Another major factor was Jitera’s ability to understand context, not just generate code. It can interpret Holon-specific coding practices and parameter usage, allowing it to analyze and generate outputs tailored to our existing legacy assets. This capability to work effectively with proprietary, long-standing code was a critical differentiator over general-purpose AI tools.

Implementation Process and Project Structure

How Jitera Was Introduced and Applied

Santo: Within the 2nd Design Department, we started using Jitera with a few key members responsible for specific functions, such as image processing, automation features, and driver control. We moved beyond the initial “let’s try AI” phase and began applying Jitera directly to real business challenges, including legacy code analysis and new feature implementation, while validating its effectiveness in our workflows.

Support and Adoption

Onozawa: Jitera’s support went beyond simple operation guidance. We were able to discuss practical, hands-on usage that aligned with our daily tasks, which clarified how to integrate it into our workflow. Additionally, Jitera’s fast feature updates were helpful — monthly meetings allowed us to stay up to date with the latest capabilities.

Santo: Beyond group meetings, the one-on-one support sessions were particularly valuable. Each engineer faced unique technical challenges, and having dedicated time for individualized consultation helped ensure smooth adoption and effective integration into daily operations.

Impact After Introducing Jitera

Efficiency in Code Analysis and Documentation

Yamashita: I handle feature additions to existing code, and Jitera has dramatically reduced the effort needed for understanding specifications and creating documentation. By analyzing existing functions and generating flowcharts or explanations, Jitera allows us to cut code analysis time by up to 50%, letting engineers spend more time designing rather than just reading code.

Performance Optimization

Jitera has also delivered results in optimizing image processing functions. For complex operations like vector calculations, we instructed it to speed up the processing without changing input or output. The AI-generated code leveraged multi-threading and other optimizations, boosting processing speed to roughly 20x faster than the original. This performance surpasses what manual tuning could achieve.

Accelerated Customer Tool Development

Onozawa: Creating customer-facing tools used to take a full day, but with Jitera, even including trial and error, it now takes just one hour. Jitera generates not only code but also manuals in one go, allowing us to respond to customers faster and more efficiently.

Solving Long-Standing Challenges

Anazawa: Jitera helped resolve previously “unsolvable” issues. For an external vendor driver that had become a black box, it was able to identify where administrator privileges were requested, enabling precise fixes from the vendor and resolving long-standing operational problems.

Continuous Learning and Trend Awareness

Santo: Another major benefit is that Jitera allows us to keep up with the latest AI trends and learn from other companies’ use cases through support meetings. Tracking this information on our own would be difficult, but Jitera effectively “runs alongside us,” helping us continuously innovate while developing.

Future Use of Jitera

Cross-Project Knowledge Sharing

Santo: Currently, each engineer uses Jitera for their individual tasks, but we aim to create a framework to share knowledge across projects, ensuring insights and best practices are accessible company-wide.
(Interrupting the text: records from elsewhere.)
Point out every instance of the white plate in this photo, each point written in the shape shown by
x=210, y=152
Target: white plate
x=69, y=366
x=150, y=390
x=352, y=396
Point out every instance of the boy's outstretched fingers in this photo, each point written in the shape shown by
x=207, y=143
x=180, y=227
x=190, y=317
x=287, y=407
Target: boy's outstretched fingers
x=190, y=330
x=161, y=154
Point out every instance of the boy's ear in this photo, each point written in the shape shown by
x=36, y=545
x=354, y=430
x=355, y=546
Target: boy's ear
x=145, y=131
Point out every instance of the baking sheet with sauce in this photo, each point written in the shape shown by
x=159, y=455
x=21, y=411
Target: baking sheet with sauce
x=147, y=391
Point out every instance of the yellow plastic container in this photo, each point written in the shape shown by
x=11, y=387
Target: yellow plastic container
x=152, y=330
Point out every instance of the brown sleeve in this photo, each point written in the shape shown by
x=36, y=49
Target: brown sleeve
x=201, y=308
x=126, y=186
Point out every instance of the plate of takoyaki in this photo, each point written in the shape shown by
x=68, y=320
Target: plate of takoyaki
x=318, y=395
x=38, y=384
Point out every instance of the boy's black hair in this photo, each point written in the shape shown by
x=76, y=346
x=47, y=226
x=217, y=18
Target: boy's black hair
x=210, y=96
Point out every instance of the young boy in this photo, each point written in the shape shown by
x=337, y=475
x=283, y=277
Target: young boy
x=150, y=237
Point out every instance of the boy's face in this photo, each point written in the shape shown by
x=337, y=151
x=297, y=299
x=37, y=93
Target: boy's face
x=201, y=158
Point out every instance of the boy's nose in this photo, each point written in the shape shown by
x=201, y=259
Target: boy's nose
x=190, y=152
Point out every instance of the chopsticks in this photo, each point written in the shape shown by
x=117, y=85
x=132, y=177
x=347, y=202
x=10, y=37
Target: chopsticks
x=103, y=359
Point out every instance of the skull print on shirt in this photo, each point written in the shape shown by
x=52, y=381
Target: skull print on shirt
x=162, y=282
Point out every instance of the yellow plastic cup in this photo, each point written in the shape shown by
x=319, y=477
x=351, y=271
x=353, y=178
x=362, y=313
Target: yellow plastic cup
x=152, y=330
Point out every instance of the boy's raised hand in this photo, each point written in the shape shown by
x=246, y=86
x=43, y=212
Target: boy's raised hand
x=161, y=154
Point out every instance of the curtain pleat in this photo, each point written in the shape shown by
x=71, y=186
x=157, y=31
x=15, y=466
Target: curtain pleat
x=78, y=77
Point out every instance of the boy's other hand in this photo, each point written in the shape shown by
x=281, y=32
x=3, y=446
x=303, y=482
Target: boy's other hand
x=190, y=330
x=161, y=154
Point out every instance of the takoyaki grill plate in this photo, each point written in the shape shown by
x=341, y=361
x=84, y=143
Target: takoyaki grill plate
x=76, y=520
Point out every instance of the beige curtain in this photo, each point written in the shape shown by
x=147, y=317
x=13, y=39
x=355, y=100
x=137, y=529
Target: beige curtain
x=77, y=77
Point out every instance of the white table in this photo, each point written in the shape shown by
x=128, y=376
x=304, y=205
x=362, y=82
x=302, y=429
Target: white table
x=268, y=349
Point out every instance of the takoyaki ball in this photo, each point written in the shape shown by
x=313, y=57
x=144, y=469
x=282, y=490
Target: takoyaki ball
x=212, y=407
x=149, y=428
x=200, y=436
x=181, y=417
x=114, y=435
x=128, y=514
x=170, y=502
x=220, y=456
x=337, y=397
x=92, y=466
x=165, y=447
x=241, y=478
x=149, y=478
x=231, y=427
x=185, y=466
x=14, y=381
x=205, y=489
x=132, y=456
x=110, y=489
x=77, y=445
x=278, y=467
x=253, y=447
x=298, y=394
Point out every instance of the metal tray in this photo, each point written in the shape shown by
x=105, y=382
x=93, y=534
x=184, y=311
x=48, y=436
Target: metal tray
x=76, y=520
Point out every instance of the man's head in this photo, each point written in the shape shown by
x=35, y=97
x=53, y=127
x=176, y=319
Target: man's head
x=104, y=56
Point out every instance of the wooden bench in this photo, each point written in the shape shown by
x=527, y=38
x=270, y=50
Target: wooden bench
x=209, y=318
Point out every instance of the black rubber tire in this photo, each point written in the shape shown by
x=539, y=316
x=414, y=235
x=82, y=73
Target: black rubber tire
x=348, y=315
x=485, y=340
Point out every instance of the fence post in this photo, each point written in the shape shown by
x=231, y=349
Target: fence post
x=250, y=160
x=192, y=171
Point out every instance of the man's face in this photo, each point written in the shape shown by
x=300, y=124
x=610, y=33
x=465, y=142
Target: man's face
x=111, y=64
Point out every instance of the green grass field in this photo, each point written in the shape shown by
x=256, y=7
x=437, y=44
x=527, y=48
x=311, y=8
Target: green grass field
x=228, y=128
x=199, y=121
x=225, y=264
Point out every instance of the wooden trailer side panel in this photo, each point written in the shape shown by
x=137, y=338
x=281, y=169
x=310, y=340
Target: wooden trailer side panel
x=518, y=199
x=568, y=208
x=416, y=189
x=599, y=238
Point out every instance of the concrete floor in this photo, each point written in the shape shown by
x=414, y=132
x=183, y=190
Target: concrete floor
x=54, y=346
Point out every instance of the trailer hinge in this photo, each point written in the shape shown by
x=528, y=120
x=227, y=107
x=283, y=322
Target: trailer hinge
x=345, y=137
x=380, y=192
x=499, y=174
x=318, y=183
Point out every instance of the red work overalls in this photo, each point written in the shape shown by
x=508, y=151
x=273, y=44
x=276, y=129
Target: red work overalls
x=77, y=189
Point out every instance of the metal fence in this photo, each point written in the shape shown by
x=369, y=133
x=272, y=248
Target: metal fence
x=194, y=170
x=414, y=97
Integration with Internal Systems

Onozawa: We’re particularly excited about the beta MCP (Model Context Protocol) server integration. Connecting Jitera directly with Office products like Excel and Word will further streamline document creation, and we plan to leverage this capability extensively.

Accelerating Development and Embracing AI

Santo: With the rapid AI shift in the industry, adopting new technologies is essential. Jitera has already boosted our development speed, and we intend to continue using it boldly to enhance product quality and innovation.